Is there a possibility to obtain a bound on the difference of squared norm $\left\lvert\Vert x \Vert^2 – \Vert y \Vert^2\right\rvert$ in terms of the norm of the difference $\Vert x – y \Vert$?

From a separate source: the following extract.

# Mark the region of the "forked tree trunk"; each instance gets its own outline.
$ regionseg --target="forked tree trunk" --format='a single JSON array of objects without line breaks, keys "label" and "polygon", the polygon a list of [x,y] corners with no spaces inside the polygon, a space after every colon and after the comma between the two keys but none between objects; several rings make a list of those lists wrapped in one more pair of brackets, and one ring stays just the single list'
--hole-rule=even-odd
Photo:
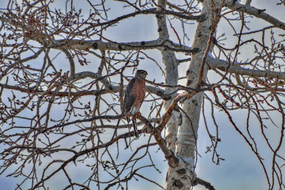
[{"label": "forked tree trunk", "polygon": [[[219,0],[214,1],[216,7],[219,7],[220,1]],[[201,14],[205,15],[206,19],[198,23],[192,46],[192,48],[198,48],[199,50],[198,52],[191,55],[192,60],[187,72],[188,84],[193,88],[197,86],[200,66],[207,47],[212,24],[211,1],[204,0],[202,5]],[[212,46],[211,46],[209,52],[211,52],[212,49]],[[208,70],[206,64],[204,68],[203,80],[204,81],[206,78]],[[198,138],[197,132],[203,95],[203,92],[198,93],[192,98],[186,99],[183,101],[182,109],[185,113],[182,113],[182,121],[179,126],[178,133],[174,132],[174,130],[169,128],[169,126],[168,125],[167,136],[170,135],[177,136],[175,138],[172,137],[171,138],[167,138],[166,142],[169,147],[173,150],[173,145],[176,145],[175,146],[175,155],[179,158],[180,162],[178,167],[174,168],[169,166],[166,178],[167,189],[190,189],[192,187],[192,181],[194,177],[193,172],[195,159],[196,142]],[[176,125],[178,126],[178,122]],[[172,124],[171,127],[174,130],[175,128]]]}]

I have tried to adapt the usual proof of the reverse triangle inequality as follows.
$$
\Vert x \Vert^2 = \Vert x – y + y \Vert^2 \le (\Vert x – y \Vert + \Vert y \Vert)^2 = \Vert x – y \Vert^2 + 2 \Vert x – y \Vert \, \Vert y \Vert + \Vert y \Vert^2 \\
\iff \Vert x \Vert^2 – \Vert y \Vert^2 \le \Vert x – y \Vert^2 + 2 \Vert x – y \Vert \, \Vert y \Vert
$$
$$
\Vert y \Vert^2 = \Vert y – x + x \Vert^2 \le (\Vert y – x \Vert + \Vert x \Vert)^2 = \Vert x – y \Vert^2 + 2 \Vert x – y \Vert \, \Vert x \Vert + \Vert x \Vert^2 \\
\iff \Vert x \Vert^2 – \Vert y \Vert^2 \ge -\Vert x – y \Vert^2 – 2 \Vert x – y \Vert \, \Vert x \Vert
$$
At this point, I do not know how to convert the bounds including $\Vert x \Vert$, $\Vert y \Vert$ into anything useful.
Best Answer
In $\Bbb R$, consider $x=y+1$ with $y>0$. Then $\|x-y\|=1$, but $\bigl|\|x\|^2-\|y\|^2\bigr|=2y+1$ can be arbitrarily large.
However, we do have $$\|x\|^2-\|y\|^2=(\|x\|-\|y\|)(\|x\|+\|y\|)$$ if that helps you.